The Union Budget for 2026–2027 introduces statutory changes that affect individual taxpayers dealing with financial assets, capital market transactions, overseas remittances, and return filing. Instead of announcing new exemptions or incentives, the Budget focuses on rewriting the income tax law, adjusting transaction taxes, modifying compliance timelines, and offering limited disclosure relief. Several measures take effect from April, 1 2026, making them relevant for the upcoming assessment cycle and ongoing financial arrangements.
Budget 2026 key highlights
- Securities Transaction Tax increased on derivatives
Transaction costs for derivatives trading are revised. The Budget proposes to “raise the STT on Futures to 0.05% from the present 0.02%.” Securities Transaction Tax is levied on each transaction executed on recognised stock exchanges.
For options, the Budget states that STT on both “options premium and exercise of options” will be increased to “0.15%.” These rates apply per transaction and affect both trading and settlement stages.
- Share buyback proceeds to be taxed as capital gains
The Budget changes the taxation of share buybacks. Referring to the “improper use of buyback route by promoters,” it proposes to “tax buyback for all types of shareholders as Capital Gains.”
The measure introduces an additional tax incidence for promoters. The effective tax rate is specified as “22% for corporate promoters” and “30% for non-corporate promoters.” This applies uniformly across shareholders, with the additional burden arising from the revised buyback tax structure.
- Income Tax Act, 2025 to replace the existing law from April 1, 2026
The Budget confirms the completion of a comprehensive review of the income tax framework. It states that the “Income Tax Act, 2025 will come into effect from 1st April, 2026.”
According to the Budget, the new law will be supported by simplified rules and redesigned forms so that “ordinary citizens can comply without difficulty.” The announcement establishes that the existing Income-tax Act will be replaced by a new statute rather than amended incrementally.
- Tax Collection at Source reduced for overseas travel and education
The Budget revises Tax Collection at Source (TCS) under the Liberalised Remittance Scheme. It proposes to reduce the rate on the “sale of overseas tour program package” to “2% without any stipulation of amount.”
It also reduces the Tax Collection at Source rate for remittances made for “pursuing education and for medical purposes” under the Liberalised Remittance Scheme from 5% to 2%.
- One-time foreign asset disclosure scheme with defined limits
A compliance window is introduced for individuals who did not disclose overseas income or assets in earlier returns.
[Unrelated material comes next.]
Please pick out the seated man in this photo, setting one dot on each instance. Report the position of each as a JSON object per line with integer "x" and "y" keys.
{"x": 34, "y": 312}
The Budget announces a “one-time 6-month foreign asset disclosure scheme.”
The scheme applies to undisclosed foreign income or assets up to “1 crore rupees.” Taxpayers can obtain immunity from prosecution by paying “30% as additional income tax in lieu of penalty.” The provision is time-bound and limited in scope.
- Interest on motor accident compensation made tax-free
The Budget provides relief relating to compensation awarded in motor accident cases. It proposes that “any interest awarded by the Motor Accident Claims Tribunal to a natural person will be exempt from Income Tax.”
As a result, “TDS on this account will be done away with.” Tax Deducted at Source will no longer apply to such interest payments.
- Centralised submission of Form 15G and Form 15H through depositories
To simplify procedural compliance, the Budget proposes that depositories will be enabled to “accept Form 15G or Form 15H from the investor and provide it directly to various relevant companies.”
Form 15G and Form 15H are declarations submitted to prevent tax deduction on interest income when eligibility conditions are met. The change removes the need to submit these forms separately to multiple companies.
- Extended timelines for revised returns and staggered due dates
The Budget proposes to extend the timeline for revising income tax returns. Revised returns can now be filed “up to 31st March with the payment of a nominal fee,” instead of the earlier 31st December deadline.
It also proposes staggered filing schedules, allowing “non-audit business cases or trusts” to file returns up to 31st August.
- Customs duty reduced on personal imports and select medicines
The customs duty structure for individuals is revised. The “tariff rate on all dutiable goods imported for personal use” is reduced from “20 per cent to 10 per cent.”
In addition, the Budget states that it will “exempt basic customs duty on 17 drugs or medicines” used for the treatment of cancer and rare diseases.
- Capital gains exemption on Sovereign Gold Bonds clarified
The Budget clarifies the conditions under which capital gains tax exemption applies to Sovereign Gold Bonds. The exemption will be available only where bonds are “subscribed to by an individual at the time of original issue and are held continuously until redemption on maturity.”
Bonds acquired through secondary market transactions are excluded from this exemption.
Conclusion
Overall, the introduction of a new income tax law, higher levies on derivatives, revised buyback taxation, and a time-limited disclosure window indicate a framework built around enforcement and procedural clarity
It is seen as a step towards taking forward the long-term goals of Viksit Bharat.